Was mich jedenfalls fasziniert: Die enorme Bandbreite der Fragen. In einem Moment helfe ich einem International Student in einem Mix aus Deutsch und Englisch in VS Code seinen Coleman-Liau-Readability-Index zu debuggen, im nächsten zeige ich, wie man mit Alt+Tab zwischen den Fenstern auf den Prüfungslaptops wechselt und dass man mit Shift und den Pfeiltasten Text markieren kann. Wahnsinn, wie unterschiedlich die digitalen Vorkenntnisse bei Informatikstudierenden sind!

Der Plan scheint jedenfalls aufgegangen zu sein: Die Atmosphäre war zeitweise etwas angespannt (Stau an der Kaffeemaschine!), aber insgesamt doch sehr entspannt. Es entstand ein produktives Klima, in dem Gruppe sowohl miteinander als auch von uns lernten.

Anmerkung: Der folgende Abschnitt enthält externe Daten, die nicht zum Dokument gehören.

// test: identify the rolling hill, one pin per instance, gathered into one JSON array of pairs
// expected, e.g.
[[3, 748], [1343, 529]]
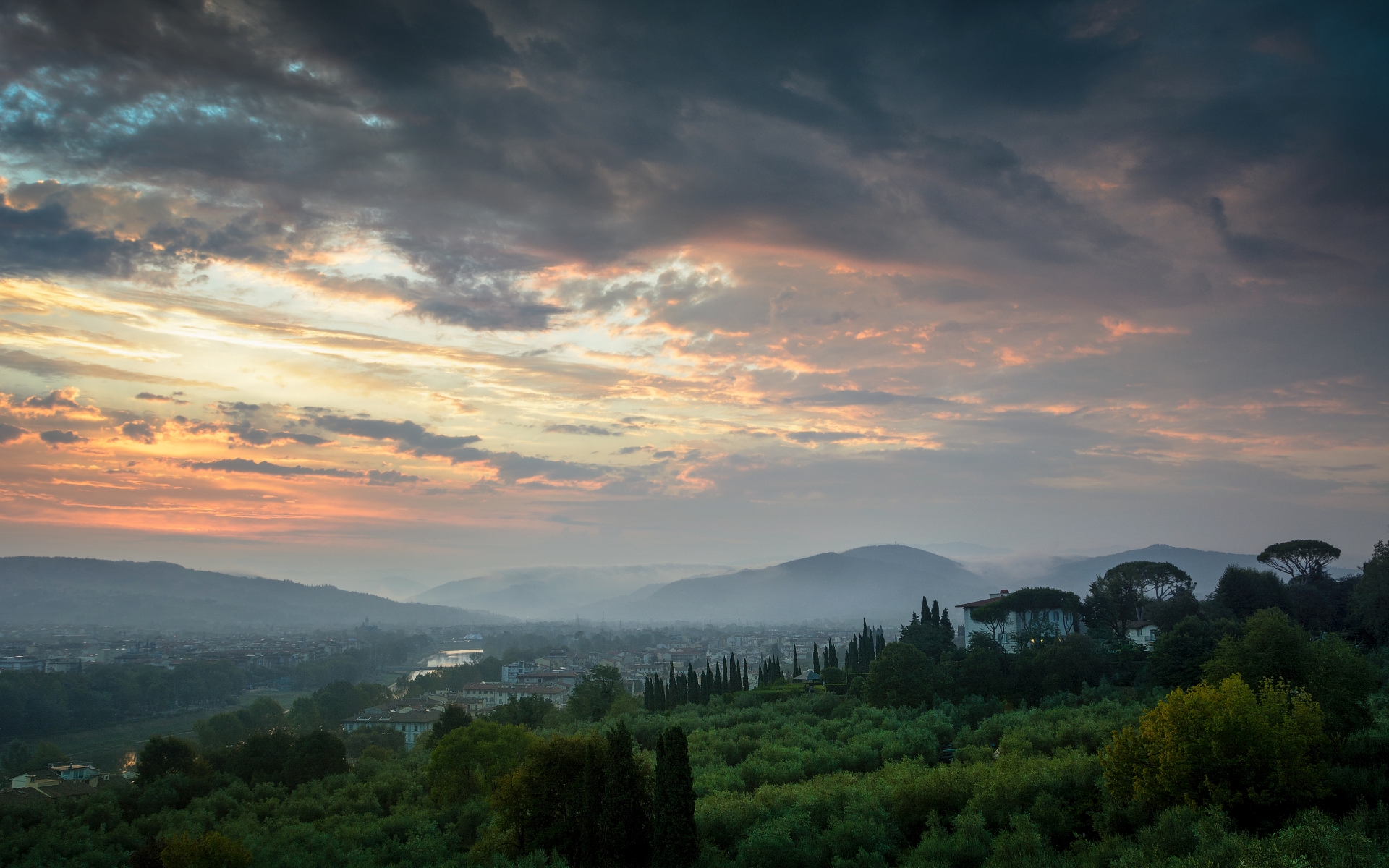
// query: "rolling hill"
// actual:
[[1206, 567], [884, 584], [39, 590], [557, 592]]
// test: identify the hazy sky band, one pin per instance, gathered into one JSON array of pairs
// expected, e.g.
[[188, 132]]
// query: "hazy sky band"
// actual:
[[478, 285]]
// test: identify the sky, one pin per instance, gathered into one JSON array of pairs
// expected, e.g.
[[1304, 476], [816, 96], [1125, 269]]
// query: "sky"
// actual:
[[331, 291]]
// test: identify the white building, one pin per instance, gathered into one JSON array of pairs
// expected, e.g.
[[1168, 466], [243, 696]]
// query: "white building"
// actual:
[[1059, 620], [410, 721], [495, 694]]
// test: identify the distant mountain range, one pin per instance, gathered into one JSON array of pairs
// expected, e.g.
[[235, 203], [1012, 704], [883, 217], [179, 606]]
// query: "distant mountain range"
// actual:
[[167, 596], [558, 593], [884, 584], [1206, 567]]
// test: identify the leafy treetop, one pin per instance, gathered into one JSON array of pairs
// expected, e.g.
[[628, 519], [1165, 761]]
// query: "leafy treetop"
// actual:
[[1299, 558]]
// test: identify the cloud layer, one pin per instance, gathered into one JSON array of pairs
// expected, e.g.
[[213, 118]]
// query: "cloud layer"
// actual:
[[575, 281]]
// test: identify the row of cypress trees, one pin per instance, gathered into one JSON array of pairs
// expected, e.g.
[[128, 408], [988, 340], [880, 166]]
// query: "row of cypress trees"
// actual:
[[865, 649], [694, 686], [931, 632], [617, 827]]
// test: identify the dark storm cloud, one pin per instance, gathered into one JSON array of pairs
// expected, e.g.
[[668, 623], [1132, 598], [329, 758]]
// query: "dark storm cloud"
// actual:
[[467, 134], [20, 360], [582, 430], [420, 442], [10, 433], [409, 436], [59, 399], [61, 438], [142, 433], [42, 241], [856, 398], [243, 466]]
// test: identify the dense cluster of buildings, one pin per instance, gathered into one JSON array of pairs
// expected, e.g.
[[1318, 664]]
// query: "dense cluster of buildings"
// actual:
[[72, 653]]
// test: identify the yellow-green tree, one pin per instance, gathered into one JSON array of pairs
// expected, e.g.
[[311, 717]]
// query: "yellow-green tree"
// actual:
[[470, 759], [1254, 756], [208, 851]]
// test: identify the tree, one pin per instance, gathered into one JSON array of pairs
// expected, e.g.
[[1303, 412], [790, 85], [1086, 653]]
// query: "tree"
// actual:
[[1271, 646], [540, 804], [1253, 756], [1168, 613], [208, 851], [16, 759], [164, 756], [674, 843], [1299, 558], [261, 757], [995, 617], [590, 806], [313, 756], [1245, 590], [527, 712], [624, 822], [469, 760], [1268, 646], [1180, 655], [264, 714], [899, 677], [596, 692], [1370, 599], [220, 731], [1035, 608], [303, 715], [386, 739], [1342, 681], [451, 718]]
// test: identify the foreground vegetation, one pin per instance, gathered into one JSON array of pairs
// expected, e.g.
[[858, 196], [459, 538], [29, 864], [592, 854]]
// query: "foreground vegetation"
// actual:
[[1244, 741]]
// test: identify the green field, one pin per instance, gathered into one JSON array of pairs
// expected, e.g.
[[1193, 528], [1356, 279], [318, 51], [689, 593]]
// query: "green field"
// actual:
[[107, 747]]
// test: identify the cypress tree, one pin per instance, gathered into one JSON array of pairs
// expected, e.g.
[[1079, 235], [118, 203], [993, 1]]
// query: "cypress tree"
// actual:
[[674, 843], [624, 822], [590, 809]]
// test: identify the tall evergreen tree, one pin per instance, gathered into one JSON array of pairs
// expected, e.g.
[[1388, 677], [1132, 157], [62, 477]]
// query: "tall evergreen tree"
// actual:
[[674, 843], [624, 822], [590, 807]]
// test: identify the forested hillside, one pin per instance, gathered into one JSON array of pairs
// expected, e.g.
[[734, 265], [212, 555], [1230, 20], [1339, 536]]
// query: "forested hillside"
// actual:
[[1241, 739]]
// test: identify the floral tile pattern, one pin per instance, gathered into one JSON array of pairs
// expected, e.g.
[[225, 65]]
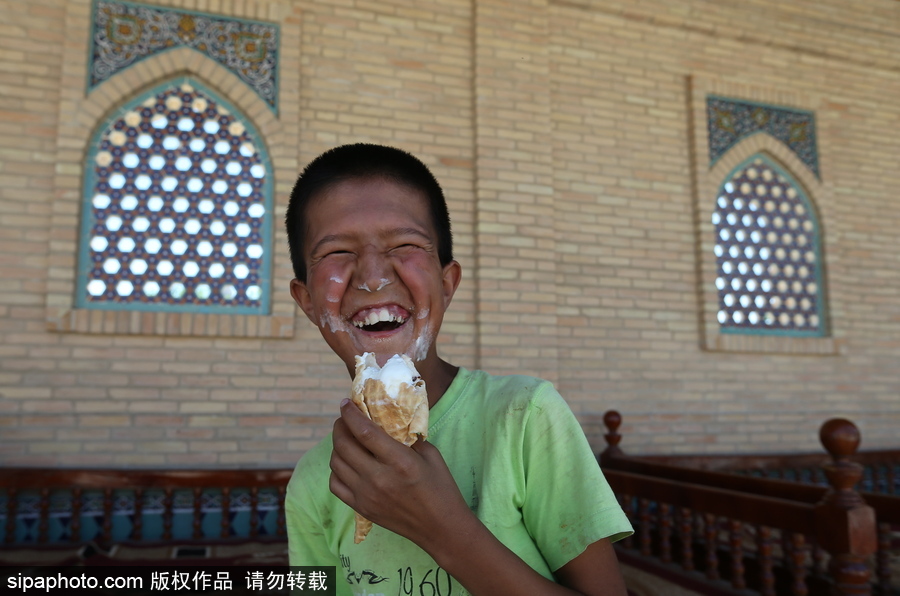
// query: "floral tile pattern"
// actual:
[[124, 33]]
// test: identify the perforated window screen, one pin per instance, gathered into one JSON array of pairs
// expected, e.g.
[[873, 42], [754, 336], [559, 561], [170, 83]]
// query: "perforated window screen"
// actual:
[[768, 259], [177, 212]]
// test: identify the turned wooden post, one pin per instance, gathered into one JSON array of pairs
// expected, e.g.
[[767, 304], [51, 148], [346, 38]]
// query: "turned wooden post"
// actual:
[[611, 420], [845, 524]]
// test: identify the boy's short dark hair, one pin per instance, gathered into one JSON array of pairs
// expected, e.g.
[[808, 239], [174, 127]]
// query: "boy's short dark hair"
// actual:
[[363, 160]]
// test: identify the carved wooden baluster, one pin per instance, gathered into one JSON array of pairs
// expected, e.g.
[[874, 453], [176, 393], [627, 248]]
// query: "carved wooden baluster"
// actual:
[[254, 511], [819, 563], [44, 523], [847, 526], [226, 512], [628, 509], [137, 527], [665, 532], [685, 534], [282, 526], [883, 558], [712, 556], [11, 513], [736, 544], [879, 478], [797, 565], [198, 508], [764, 556], [75, 522], [168, 514], [107, 516], [611, 420], [644, 526]]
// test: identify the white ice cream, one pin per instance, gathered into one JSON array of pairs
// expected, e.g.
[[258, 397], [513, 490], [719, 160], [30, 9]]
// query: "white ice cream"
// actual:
[[393, 374]]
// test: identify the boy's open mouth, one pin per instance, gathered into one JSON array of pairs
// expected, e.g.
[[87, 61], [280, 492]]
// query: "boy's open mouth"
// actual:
[[380, 319]]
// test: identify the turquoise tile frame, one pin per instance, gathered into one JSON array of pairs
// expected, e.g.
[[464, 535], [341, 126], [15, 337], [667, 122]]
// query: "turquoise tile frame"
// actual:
[[88, 222], [730, 120], [124, 33]]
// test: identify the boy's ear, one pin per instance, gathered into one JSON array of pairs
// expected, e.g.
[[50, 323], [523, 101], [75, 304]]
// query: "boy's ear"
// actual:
[[302, 297], [451, 277]]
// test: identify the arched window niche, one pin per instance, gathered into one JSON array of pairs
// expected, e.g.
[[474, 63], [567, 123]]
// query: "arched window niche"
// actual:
[[768, 254], [177, 208]]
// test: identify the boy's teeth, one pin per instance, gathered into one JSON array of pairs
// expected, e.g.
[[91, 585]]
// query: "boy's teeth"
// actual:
[[379, 316]]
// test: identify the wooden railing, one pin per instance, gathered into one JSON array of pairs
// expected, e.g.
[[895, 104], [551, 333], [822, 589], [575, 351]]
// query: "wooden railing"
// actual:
[[719, 532], [44, 486]]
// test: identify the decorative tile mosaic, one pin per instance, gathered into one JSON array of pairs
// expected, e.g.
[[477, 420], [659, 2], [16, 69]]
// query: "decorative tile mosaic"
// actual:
[[731, 120], [124, 33], [767, 254], [177, 209]]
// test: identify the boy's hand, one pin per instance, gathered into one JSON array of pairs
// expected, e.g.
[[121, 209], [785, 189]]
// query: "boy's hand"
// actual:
[[408, 490]]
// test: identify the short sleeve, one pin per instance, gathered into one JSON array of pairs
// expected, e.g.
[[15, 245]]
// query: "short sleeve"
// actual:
[[568, 503], [304, 519]]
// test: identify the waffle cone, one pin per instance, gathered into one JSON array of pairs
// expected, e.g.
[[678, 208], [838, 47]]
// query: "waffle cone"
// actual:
[[403, 416]]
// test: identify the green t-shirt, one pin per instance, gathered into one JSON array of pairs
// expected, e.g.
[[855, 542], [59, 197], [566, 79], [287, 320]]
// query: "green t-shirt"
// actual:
[[519, 457]]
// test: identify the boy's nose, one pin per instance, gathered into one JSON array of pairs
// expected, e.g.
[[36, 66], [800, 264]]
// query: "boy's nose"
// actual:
[[372, 272]]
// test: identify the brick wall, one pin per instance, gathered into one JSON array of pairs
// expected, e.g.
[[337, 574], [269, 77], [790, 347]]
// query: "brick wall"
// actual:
[[566, 135]]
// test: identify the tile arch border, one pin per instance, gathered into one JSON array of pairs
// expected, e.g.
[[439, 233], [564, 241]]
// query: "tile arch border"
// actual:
[[707, 180], [79, 117]]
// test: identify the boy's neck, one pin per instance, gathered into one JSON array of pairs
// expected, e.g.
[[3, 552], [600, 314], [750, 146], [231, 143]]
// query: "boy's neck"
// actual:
[[437, 374]]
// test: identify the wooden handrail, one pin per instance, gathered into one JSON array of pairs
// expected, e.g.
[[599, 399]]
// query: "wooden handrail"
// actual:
[[835, 516], [87, 478], [755, 509], [17, 482]]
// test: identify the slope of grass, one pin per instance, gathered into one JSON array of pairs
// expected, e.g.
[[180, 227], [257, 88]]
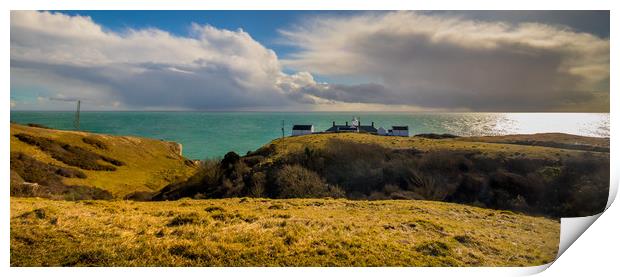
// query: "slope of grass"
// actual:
[[139, 164], [263, 232], [497, 146]]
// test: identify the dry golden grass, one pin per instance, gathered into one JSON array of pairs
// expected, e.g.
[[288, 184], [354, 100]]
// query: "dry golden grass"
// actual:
[[263, 232], [149, 164]]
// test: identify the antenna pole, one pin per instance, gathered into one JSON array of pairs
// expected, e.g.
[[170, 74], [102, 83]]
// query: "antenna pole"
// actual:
[[76, 123]]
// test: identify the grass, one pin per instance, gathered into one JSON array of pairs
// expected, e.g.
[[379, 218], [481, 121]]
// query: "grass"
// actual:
[[264, 232], [146, 164], [497, 146]]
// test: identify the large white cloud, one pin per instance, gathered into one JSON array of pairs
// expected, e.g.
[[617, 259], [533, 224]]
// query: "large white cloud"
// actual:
[[414, 61], [72, 57], [450, 62]]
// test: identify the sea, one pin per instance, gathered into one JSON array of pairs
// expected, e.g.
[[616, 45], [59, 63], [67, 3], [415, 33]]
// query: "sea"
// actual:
[[212, 134]]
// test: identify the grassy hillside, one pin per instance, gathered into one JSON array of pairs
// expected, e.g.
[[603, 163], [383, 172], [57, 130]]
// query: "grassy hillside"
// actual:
[[118, 164], [491, 146], [506, 172], [263, 232]]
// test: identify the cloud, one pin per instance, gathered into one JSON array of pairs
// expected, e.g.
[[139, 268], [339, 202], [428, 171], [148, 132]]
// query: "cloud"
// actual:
[[74, 58], [449, 62], [411, 61]]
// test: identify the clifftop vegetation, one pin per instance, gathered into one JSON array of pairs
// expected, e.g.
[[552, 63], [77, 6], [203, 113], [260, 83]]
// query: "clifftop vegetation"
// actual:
[[554, 180]]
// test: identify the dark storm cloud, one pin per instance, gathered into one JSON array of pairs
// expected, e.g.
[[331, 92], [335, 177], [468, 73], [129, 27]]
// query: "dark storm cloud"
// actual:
[[453, 63]]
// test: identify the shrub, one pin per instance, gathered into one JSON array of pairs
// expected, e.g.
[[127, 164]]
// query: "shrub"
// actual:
[[295, 181]]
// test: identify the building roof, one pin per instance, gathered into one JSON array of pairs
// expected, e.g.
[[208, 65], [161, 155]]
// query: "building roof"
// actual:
[[302, 127], [368, 129], [339, 128]]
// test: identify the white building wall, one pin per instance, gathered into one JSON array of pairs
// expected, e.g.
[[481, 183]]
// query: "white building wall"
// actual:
[[400, 133], [303, 132]]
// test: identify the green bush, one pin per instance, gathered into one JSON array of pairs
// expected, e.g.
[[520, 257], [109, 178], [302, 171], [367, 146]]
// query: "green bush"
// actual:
[[295, 181]]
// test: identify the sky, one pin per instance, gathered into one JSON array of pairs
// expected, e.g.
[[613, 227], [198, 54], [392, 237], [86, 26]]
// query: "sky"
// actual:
[[481, 61]]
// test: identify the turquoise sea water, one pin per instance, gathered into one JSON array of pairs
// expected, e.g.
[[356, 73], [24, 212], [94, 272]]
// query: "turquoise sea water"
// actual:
[[213, 134]]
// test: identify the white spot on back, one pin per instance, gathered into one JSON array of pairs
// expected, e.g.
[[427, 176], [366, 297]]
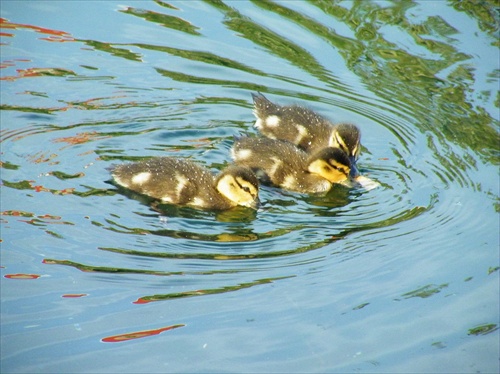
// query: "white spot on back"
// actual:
[[272, 121], [258, 123], [277, 163], [289, 182], [141, 178], [241, 154], [198, 202], [167, 199], [120, 181], [302, 133], [181, 183]]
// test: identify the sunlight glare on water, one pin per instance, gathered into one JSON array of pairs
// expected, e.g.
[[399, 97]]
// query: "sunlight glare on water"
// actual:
[[399, 278]]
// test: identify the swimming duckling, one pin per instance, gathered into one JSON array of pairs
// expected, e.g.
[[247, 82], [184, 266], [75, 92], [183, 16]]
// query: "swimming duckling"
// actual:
[[305, 128], [283, 164], [182, 182]]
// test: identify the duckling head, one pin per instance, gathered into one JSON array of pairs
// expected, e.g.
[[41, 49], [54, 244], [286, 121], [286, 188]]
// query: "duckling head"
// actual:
[[240, 186], [333, 164], [347, 137]]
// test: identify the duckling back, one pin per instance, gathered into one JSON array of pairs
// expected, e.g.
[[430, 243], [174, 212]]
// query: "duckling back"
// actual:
[[304, 127], [279, 163], [182, 182], [298, 125]]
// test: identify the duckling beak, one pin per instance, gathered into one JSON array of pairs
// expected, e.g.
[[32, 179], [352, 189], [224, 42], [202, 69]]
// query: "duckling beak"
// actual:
[[354, 168], [255, 204]]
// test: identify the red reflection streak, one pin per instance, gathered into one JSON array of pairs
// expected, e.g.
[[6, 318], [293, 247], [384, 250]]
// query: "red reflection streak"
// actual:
[[138, 334], [74, 295], [22, 276], [5, 24]]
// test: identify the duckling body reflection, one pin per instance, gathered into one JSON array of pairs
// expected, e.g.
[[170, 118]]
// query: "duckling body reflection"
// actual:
[[282, 164], [304, 127], [182, 182]]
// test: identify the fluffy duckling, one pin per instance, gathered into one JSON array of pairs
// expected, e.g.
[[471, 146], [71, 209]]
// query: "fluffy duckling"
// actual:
[[305, 128], [283, 164], [182, 182]]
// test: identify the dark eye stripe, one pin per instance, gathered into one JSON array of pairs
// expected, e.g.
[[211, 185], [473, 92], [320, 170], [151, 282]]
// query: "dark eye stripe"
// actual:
[[342, 170]]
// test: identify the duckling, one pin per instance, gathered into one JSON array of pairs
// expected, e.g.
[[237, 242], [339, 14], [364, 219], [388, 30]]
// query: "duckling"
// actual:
[[305, 128], [182, 182], [282, 164]]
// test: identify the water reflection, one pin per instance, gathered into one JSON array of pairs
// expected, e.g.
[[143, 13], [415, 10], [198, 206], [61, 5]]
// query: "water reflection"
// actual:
[[416, 78]]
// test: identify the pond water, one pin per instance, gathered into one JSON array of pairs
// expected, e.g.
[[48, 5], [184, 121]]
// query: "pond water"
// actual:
[[401, 278]]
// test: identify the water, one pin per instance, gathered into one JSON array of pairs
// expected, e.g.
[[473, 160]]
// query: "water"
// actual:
[[402, 278]]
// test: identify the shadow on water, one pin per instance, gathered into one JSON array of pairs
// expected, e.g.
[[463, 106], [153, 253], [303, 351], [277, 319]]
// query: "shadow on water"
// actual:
[[177, 82]]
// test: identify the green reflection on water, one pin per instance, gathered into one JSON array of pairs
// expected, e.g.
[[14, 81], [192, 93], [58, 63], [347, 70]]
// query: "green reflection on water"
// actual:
[[165, 20]]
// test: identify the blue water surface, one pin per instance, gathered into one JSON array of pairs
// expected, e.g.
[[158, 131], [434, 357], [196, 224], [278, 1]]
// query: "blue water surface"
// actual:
[[403, 278]]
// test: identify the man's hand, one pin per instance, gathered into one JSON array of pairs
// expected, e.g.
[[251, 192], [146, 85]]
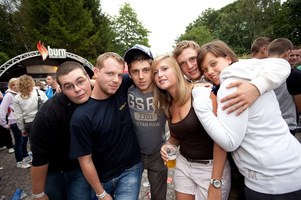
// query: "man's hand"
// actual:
[[242, 98], [214, 193]]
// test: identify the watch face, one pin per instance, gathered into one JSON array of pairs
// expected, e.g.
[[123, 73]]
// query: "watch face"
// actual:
[[217, 183]]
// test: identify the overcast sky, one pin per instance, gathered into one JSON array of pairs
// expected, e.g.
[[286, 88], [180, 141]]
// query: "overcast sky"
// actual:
[[166, 19]]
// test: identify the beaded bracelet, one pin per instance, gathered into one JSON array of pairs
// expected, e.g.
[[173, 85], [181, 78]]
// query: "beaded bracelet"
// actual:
[[36, 196], [102, 195]]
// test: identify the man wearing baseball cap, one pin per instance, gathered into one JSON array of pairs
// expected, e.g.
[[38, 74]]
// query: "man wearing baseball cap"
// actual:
[[148, 126]]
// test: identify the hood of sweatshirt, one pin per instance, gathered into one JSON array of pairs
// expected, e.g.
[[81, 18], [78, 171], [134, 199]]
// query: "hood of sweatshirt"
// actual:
[[249, 69]]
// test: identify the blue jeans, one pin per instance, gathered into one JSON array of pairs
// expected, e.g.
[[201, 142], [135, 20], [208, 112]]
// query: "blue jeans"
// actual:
[[127, 185], [253, 195], [68, 185], [20, 143]]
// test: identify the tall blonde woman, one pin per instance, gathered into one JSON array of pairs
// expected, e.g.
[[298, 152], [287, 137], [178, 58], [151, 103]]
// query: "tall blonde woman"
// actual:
[[200, 162], [26, 103]]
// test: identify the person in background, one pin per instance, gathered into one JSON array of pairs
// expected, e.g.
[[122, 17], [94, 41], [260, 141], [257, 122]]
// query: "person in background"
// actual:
[[53, 86], [298, 63], [102, 135], [8, 122], [149, 127], [259, 48], [53, 174], [186, 53], [202, 170], [265, 152], [289, 93], [26, 103]]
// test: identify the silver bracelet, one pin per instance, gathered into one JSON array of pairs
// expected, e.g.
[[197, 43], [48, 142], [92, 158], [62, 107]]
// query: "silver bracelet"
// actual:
[[36, 196], [102, 195]]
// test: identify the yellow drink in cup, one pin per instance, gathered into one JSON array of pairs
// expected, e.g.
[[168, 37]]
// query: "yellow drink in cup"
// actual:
[[172, 152]]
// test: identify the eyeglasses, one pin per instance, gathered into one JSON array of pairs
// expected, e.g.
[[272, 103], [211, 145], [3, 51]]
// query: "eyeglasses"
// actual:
[[191, 60], [79, 83]]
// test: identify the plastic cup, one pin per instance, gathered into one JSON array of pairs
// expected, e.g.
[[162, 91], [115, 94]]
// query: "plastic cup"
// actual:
[[172, 152]]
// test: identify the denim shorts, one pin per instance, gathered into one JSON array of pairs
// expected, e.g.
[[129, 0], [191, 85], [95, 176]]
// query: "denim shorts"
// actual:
[[194, 178]]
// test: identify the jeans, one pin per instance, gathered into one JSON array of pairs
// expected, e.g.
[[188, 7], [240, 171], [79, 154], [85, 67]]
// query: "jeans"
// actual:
[[157, 175], [68, 185], [20, 143], [127, 185], [5, 138]]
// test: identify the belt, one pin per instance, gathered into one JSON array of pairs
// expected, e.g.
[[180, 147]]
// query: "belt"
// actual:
[[200, 161]]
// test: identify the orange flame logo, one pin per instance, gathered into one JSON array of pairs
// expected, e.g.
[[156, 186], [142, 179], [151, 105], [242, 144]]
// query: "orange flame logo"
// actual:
[[43, 50]]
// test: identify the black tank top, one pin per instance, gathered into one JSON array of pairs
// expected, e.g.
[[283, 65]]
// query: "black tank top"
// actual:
[[195, 143]]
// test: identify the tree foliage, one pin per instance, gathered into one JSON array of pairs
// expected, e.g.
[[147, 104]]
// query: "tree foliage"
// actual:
[[129, 30], [200, 34], [241, 22]]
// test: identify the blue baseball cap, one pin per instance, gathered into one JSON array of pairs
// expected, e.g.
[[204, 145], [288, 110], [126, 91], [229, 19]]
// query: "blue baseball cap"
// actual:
[[137, 48]]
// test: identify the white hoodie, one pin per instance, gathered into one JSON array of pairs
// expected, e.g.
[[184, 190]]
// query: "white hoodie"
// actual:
[[262, 147], [26, 109]]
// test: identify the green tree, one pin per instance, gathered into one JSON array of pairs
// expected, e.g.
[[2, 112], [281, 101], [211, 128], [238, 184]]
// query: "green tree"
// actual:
[[129, 30], [200, 35], [12, 38], [65, 24], [288, 21]]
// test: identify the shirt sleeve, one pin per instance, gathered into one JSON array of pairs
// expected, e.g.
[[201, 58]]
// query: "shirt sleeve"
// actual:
[[81, 135], [19, 114], [4, 108], [293, 82], [41, 142], [274, 73]]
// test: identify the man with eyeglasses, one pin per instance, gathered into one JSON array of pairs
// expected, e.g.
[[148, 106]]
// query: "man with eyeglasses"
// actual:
[[102, 134], [53, 174]]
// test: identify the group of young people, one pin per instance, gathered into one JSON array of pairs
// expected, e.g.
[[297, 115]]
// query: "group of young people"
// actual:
[[94, 143]]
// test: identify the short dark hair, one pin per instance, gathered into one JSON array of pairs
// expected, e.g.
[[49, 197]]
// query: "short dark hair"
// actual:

Dieser niedrigschwellige Ansatz – kein frontales Repetitorium, sondern einfach nur einen Raum und ein paar hilfsbereite Personen bereitzustellen – scheint genau das zu sein, was in der intensiven Phase der Prüfungsvorbereitung gebraucht wird. Die gemeinsame Zeit schafft hoffentlich bessere Lerneffekte – dem Team Spirit tat es auf jeden Fall gut.

Gemeinsam statt einsam – ein Format, das wir definitiv weiterführen werden.